Pajak pertambangan adalah pungutan wajib yang dilakukan terhadap segala jenis aktivitas
pertambangan. Salah satu komoditas tambang yang terkena pajak pertambanganadalah batu
bara.
Seperti diketahui bersama, penerimaan pajak merupakan salah satu sumber utama pemasukan
negara. Ditjen Pajak sebagai instansi di bawah kementerian keuangan menetapkan salah satu
misi fiskal terkait penerimaan dalam negeri dari sektor pajak, tak terkecuali pajak
pertambangan.
Sektor pertambangan memainkan peran yang penting dalam pembangunan ekonomi nasional.
Dikutip dari beberapa media massa, kementerian ESDM bahkan mencatat pendapatan negara
dari sektor pertambangan mengalami peningkatan yang signifikan dari tahun ke tahun.

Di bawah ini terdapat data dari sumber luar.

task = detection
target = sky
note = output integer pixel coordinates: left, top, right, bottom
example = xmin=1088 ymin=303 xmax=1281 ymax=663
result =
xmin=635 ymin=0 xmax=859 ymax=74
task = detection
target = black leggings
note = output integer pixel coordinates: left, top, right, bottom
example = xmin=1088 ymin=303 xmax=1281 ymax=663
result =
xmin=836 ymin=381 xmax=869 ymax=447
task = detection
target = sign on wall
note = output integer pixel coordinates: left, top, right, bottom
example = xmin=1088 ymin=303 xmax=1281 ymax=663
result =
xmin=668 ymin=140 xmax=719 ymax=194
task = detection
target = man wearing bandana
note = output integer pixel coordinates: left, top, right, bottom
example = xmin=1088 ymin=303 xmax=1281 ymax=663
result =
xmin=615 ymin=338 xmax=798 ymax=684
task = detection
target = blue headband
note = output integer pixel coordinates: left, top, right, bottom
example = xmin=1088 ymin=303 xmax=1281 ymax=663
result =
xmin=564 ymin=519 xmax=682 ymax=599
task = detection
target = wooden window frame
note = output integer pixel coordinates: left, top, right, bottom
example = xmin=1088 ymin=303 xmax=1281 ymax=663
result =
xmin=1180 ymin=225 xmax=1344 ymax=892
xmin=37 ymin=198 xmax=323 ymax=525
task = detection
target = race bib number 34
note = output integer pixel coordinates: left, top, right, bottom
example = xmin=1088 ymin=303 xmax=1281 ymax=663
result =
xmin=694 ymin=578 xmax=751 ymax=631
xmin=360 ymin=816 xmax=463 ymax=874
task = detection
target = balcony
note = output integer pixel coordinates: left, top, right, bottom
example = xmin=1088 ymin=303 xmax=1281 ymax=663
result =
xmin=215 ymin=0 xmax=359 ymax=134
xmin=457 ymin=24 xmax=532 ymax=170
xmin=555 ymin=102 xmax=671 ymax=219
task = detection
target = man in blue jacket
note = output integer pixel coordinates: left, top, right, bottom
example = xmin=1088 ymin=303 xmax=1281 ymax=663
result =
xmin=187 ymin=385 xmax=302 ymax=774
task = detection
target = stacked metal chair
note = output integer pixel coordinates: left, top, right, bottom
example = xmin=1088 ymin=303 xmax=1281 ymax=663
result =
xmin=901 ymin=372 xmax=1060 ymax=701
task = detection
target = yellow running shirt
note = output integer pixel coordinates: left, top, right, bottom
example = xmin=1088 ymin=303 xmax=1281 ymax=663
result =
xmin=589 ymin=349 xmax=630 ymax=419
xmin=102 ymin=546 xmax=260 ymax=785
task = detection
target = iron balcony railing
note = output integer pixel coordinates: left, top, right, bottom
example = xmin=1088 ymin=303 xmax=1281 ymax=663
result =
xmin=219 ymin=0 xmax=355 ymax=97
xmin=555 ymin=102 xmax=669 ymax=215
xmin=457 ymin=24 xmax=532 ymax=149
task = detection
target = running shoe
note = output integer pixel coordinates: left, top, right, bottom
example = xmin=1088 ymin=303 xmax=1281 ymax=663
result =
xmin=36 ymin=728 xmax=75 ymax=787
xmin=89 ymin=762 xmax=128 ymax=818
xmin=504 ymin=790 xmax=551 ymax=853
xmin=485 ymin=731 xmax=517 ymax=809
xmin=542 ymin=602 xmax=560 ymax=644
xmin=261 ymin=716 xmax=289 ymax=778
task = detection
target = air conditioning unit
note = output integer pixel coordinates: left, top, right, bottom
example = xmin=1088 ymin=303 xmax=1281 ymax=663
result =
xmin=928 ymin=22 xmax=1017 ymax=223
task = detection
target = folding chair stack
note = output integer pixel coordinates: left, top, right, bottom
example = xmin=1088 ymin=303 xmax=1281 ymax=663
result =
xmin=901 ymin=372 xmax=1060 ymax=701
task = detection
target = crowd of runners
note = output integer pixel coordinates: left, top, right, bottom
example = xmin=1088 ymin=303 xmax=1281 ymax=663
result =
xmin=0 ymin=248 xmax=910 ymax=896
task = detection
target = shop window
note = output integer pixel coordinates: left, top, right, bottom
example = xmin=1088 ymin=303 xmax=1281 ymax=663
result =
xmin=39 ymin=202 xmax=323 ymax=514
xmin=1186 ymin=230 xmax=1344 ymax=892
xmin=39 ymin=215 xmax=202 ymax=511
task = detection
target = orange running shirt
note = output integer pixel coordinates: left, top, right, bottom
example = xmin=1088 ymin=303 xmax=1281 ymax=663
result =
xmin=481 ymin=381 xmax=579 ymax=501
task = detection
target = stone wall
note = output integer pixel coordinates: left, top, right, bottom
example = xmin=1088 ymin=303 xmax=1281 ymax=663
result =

Naiknya penerimaan pajak pertambangan ini diakibatkan kenaikan ekspor dan harga
komoditas tambang.
Dari sejumlah komoditas, berdasarkan pasal 4A ayat 2 UU PPN 1984, batu bara yang belum
diproses menjadi briket batu bara termasuk dalam barang tidak dikenai PPN.
Konsekuensinya, segala bentuk pengolahan batu bara baik berupa pemecahan, disliming, atau
penyaringan bahan galian sejak Januari 2001 belum dapat diperlakukan sebagai Barang Kena
Pajak (BKP). Namun, terdapat sejumlah pengecualian seperti diatur dalam Surat Direktur
Jenderal Pajak No. S-248/PJ. 51/ 2002.
Perusahaan kontraktor swasta wajib menyerahkan 13.5% dari hasil produksi batu
baranya kepada pemerintah secara tunai pada harga setempat (at sale point). Produksi
batu bara yang diserahkan kepada pemerintah, digunakan pemerintah untuk biaya
pengembangan batu bara, inventarisasi sumber daya batu bara, biaya pengawasan
pengelolaan lingkungan dan keselamatan kerja pertambangan serta pembayaran iuran
eksplorasi, royalty dan PPN.
Dana hasil produksi batu bara menjadi bagian pemerintah sebesar 13,5% yang harus
diserahkan kontraktor swasta dalam rangka kontrak karya pengusahaan batu bara.